Vaxtable · 30/08/2025 16:54

If he wants to come you can’t stop him but he needs to make his own way there and back

MistyMountainTop · 30/08/2025 18:03

I'd say I'm going to IKEA on the way back, nobody would want to go with you if they're anything like my friends & family!

VimesandhisCardboardBoots · 30/08/2025 19:05

I'm struggling to see the issue to be honest.

You've set out your boundary that you won't have ex in the car, and your son has accepted that. If ex tries to wrangle a lift home, then just say no, and walk away happy in the knowledge that you've asserted your boundaries.

If ex then struggles to get home, that's on him and your son to sort out. It's a consequence of the decision that they, two adults, made to have him there.

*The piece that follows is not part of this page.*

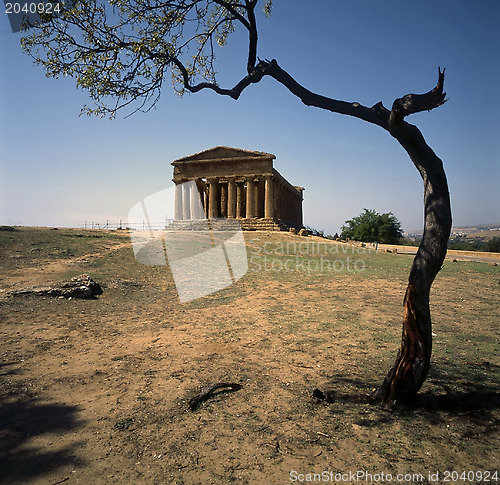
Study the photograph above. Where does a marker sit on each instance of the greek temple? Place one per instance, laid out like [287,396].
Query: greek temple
[231,183]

NewGirlInTown · 30/08/2025 20:44

theunbreakablecleopatrajones · 30/08/2025 13:54

I'm sure the OP can adult without your help

Are you though? Seeing as she can’t address this totally easy ‘adult’ issue of not having someone sit in her car? 🙄

stripycats · 30/08/2025 20:59

How are you at adulting, @NewGirlInTown ? As it seems you are unable to comprehend why someone's ex husband being in their car alone with them for 2 hours on a highly emotionally charged day might be a bit of an issue, rather than 'totally easy'? Especially when having to respect the ds's feelings on the matter as well. I mean it's not totally easy, is it?

OP posts:
GertrudePerkinsPaperyThing · 30/08/2025 21:08

You don’t have to make up excuses or stay away overnight or any of these convoluted things people are suggesting.

Just say “of course he can be there and wave you off but I’m not happy to travel together” and that’s that.